Momentum-Based Policy Gradient Methods

Part of Proceedings of the International Conference on Machine Learning 1 pre-proceedings (ICML 2020)

Bibtex »Metadata »Paper »Supplemental »

Bibtek download is not availble in the pre-proceeding


Feihu Huang, Shangqian Gao, Jian Pei, Heng Huang


Policy gradient methods are a class of powerful algorithms in reinforcement learning (RL). More recently, some variance reduced policy gradient methods have been developed to improve sample efficiency and obtain a near-optimal sample complexity $O(\epsilon^{-3})$ for finding an $\epsilon$-stationary point of non-concave performance function in model-free RL. However, the practical performances of these variance reduced policy gradient methods are not consistent with their near-optimal sample complexity, because these methods require large batches and strict learning rates to achieve this optimal complexity. In the paper, thus, we propose a class of efficient momentum-based policy gradient methods, which use adaptive learning rates and do not require large batches.
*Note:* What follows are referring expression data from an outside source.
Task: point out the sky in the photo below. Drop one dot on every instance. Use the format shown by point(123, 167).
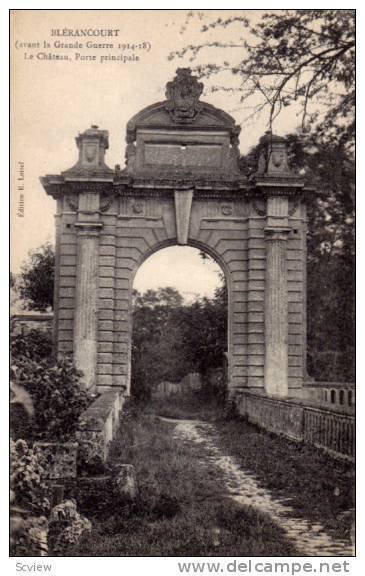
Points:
point(52, 101)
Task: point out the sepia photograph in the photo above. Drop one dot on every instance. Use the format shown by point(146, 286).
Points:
point(182, 287)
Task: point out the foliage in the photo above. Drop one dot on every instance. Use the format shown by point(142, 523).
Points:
point(315, 484)
point(27, 478)
point(29, 501)
point(34, 345)
point(331, 258)
point(171, 339)
point(284, 57)
point(66, 526)
point(180, 504)
point(55, 387)
point(37, 278)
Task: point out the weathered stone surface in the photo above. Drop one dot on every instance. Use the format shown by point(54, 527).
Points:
point(181, 185)
point(126, 481)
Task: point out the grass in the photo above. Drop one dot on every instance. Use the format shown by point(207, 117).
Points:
point(317, 486)
point(181, 510)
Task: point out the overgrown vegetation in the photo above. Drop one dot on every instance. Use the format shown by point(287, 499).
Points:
point(318, 486)
point(37, 279)
point(172, 339)
point(55, 388)
point(180, 510)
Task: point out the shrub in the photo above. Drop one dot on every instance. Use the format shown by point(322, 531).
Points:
point(55, 387)
point(57, 394)
point(27, 479)
point(66, 526)
point(35, 345)
point(30, 502)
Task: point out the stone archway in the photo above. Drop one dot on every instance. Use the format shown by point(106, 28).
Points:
point(182, 184)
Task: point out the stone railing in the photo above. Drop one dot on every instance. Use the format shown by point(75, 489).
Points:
point(99, 424)
point(297, 420)
point(339, 396)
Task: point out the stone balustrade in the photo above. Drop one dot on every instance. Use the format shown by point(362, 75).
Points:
point(321, 427)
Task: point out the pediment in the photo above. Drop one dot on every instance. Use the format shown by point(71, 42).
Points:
point(157, 116)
Specifically, we propose a fast important-sampling momentum-based policy gradient (IS-MBPG) method by using the important sampling technique. Meanwhile, we also propose a fast hessian-aided momentum-based policy gradient (HA-MBPG) method via using the semi-hessian information. In theoretical analysis, we prove that our algorithms also have the sample complexity $O(\epsilon^{-3})$, as the existing best policy gradient methods. In the experiments, we use some benchmark tasks to demonstrate the effectiveness of algorithms.